By Dan Berthiaume
Anyone involved in the IT industry knows a healthy venture capital (VC) market is critical for any country looking to develop a domestic technology infrastructure. IT innovators awakening to the opportunities of a global IT industry may be long on ideas but short on funding, and need the backing of investors in order to see their projects come to fruition.
Fortunately for Mexican technology entrepreneurs looking to launch startups, there is a nascent Mexican VC market taking shape which holds the potential to boost Mexico’s standing as a source of IT innovation. Global Delivery Report recently spoke with Cesar Salazar, General Partner of Mexican.VC, a Silicon Valley-based seed-stage fund which solely focuses on startups based in Mexico, about the current state and likely future direction of VC activity in Mexico.
GDR: How active is the Mexican VC market today in terms of funding IT projects?
CS: It’s starting to get more interesting, particularly with some traditional and impact funds (which consider social and environmental aspects of investments as well as potential financial return) finally making early stage investments. Players such as Alta Ventures, Mexico Ventures, Angel Ventures Mexico and Mexican.VC are very active and betting some bucks in seed deals (providing initial funding to start a business).
GDR: What is Mexican.VC doing to improve the state of Mexican VC activity?
CS: We are closing the gap between nascent Web entrepreneurs and early stage investors. We have a unique model that combines the benefits of an incubator with the level of commitment of a venture capital firm. We are totally invested into early stage startups, both from the money and the time perspective.
We are also making key efforts to empower the whole ecosystem. For example, in 2011 we organized or facilitated seven Startup Weekends (54-hour events for entrepreneurs to test startup ideas, backed by a global non-profit network).
Now, we’re helping to start the largest innovation hub in Mexico City, which we hope to open in mid-2012. (It includes) an 8,000-square-foot planned space to allocate 15-20 startups, event space for 250 people, and a co-working café for 50 people. We’re bringing together more than 50 tech, design and media groups. These groups will organize most of their events in beta. Additionally, we are planning to convert those contents into a digital education channel.
GDR: How does the VC market in Mexico compare to those in other nearshore countries and in the US?
CS: It’s similar in the way it operates and the type of deals most investors are looking for. Most Latin American firms are investing in more traditional models, such as real estate, entertainment, food, tourism, manufacturing and mining, and technology is not a priority, yet. However, we’re seeing a shift and we are excited about what could happen in the next couple of years.

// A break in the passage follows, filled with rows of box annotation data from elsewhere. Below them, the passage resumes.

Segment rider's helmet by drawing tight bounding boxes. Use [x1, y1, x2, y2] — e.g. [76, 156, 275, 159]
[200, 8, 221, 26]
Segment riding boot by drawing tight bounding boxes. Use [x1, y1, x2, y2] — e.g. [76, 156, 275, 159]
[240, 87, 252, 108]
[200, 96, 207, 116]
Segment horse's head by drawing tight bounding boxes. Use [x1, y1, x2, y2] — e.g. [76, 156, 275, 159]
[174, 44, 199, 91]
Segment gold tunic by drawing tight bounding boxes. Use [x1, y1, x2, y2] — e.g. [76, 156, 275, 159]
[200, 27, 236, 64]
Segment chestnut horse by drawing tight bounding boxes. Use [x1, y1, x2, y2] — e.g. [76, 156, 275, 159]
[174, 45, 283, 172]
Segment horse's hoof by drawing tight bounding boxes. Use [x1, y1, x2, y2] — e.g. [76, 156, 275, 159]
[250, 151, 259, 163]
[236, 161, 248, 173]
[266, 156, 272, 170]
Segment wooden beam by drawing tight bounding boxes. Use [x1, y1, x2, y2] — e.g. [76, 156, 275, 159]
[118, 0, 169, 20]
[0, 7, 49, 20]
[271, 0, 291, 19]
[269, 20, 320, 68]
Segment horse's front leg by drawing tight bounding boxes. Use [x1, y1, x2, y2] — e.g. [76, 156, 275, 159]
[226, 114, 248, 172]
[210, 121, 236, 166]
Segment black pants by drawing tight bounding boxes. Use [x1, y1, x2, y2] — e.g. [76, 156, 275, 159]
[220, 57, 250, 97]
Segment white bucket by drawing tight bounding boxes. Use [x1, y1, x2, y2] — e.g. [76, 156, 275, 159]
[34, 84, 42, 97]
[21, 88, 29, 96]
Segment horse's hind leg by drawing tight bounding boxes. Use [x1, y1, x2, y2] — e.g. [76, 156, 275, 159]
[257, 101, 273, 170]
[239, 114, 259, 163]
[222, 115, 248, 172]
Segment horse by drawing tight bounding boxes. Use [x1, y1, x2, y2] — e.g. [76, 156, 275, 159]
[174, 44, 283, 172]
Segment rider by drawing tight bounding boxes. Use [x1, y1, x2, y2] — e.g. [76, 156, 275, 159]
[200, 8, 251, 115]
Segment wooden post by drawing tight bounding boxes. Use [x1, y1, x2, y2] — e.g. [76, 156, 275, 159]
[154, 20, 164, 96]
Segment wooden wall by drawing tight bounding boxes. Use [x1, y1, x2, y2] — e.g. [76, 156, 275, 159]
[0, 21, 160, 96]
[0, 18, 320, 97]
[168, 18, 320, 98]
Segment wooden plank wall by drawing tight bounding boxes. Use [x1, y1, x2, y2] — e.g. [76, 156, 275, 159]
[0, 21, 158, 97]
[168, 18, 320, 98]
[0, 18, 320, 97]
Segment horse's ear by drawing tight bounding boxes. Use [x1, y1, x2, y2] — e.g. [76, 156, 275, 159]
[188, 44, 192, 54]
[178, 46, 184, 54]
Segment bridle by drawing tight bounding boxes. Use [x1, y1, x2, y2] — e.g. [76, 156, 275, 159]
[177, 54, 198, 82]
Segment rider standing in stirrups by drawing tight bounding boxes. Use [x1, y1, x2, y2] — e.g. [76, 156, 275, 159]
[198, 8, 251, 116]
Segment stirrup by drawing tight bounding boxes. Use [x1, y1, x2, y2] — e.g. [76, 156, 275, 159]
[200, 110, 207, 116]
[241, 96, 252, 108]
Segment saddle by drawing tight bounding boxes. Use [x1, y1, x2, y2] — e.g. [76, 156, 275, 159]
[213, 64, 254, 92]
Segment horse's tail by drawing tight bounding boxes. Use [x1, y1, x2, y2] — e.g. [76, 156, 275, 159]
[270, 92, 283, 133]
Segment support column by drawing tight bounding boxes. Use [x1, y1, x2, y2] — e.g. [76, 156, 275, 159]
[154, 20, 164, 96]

GDR: How difficult is it for a Mexican startup to obtain funding?
CS: I think is it as difficult as in most countries, with the difference that the market is growing here. We are an emerging economy in a great position to start new businesses. There’s interest in every sector to foster entrepreneurship in Mexico, and that’s thrilling. Nonetheless, we need to find a model that works for us, both from and the economic and the cultural aspect.
GDR: How do you see the state of the Mexican VC industry evolving in the next five years?
CS: It will become more sophisticated. People are learning to create models that make a lot of sense, and that improve the chance of success. We will see more funds focused on the long term upside, rather than the short term profit. I hope we also see more seed deals. In an era of widely available infrastructure that scales fairly easily, startups only need enough runway to pay for a living until they hit enough revenue to sustain themselves. Then, if they’re ambitious and smart enough, they can raise money to scale the business at healthier terms. I think this is positive for both sides of the table.